Planning and zoning commissioners decide land use issues, which means they often face controversial decisions and irate residents.

"And I don't blame them," McKinney said. "Some of the decisions that I have voted for in the past, if I had been a neighbor to that particular location, I probably would have been opposed to it."

The Planning and Zoning Commission has also had to ride herd over recent proposals to put a halfway house for state inmates in the city, and the issue of whether or not to allow mobile homes to be located in residential areas is an ongoing hot-button issue, he said.

"Sometimes it's a little controversial," McKinney said.

The commission also helped put together the list of road and street improvement projects to be paid for through the Total Transportation Fund after "many, many meetings," McKinney said.

He said the commission has to look at the big picture and how developments will affect the city as a whole, as well as how beneficial or detrimental changing the makeup of a particular neighborhood will be.

If the Planning and Zoning Commission looks at shaping the city's future, Cape Girardeau's Historic Preservation Commission is intent on saving its past.

"I think the purpose of the commission is to help preserve the city's heritage, its built heritage, so we don't lose all of these things," said Brian Driscoll, vice chair of the Historic Preservation Commission. "I understand progress is a good thing, but I think we need to temper that with a view towards the past as well."

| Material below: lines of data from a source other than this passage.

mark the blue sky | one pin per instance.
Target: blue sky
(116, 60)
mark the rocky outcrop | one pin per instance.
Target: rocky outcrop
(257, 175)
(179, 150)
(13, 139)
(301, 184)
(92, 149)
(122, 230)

The Historic Preservation Commission put together a grant to fund a survey that is now under way of the city's historic structures. The commission also helped outline guidelines for establishing historic districts and designating local historic landmarks.

And if someone wants to make changes to those landmarks, the commission has to decide whether the changes are appropriate, Driscoll said.

Advisory commission members are volunteers and are appointed to their posts.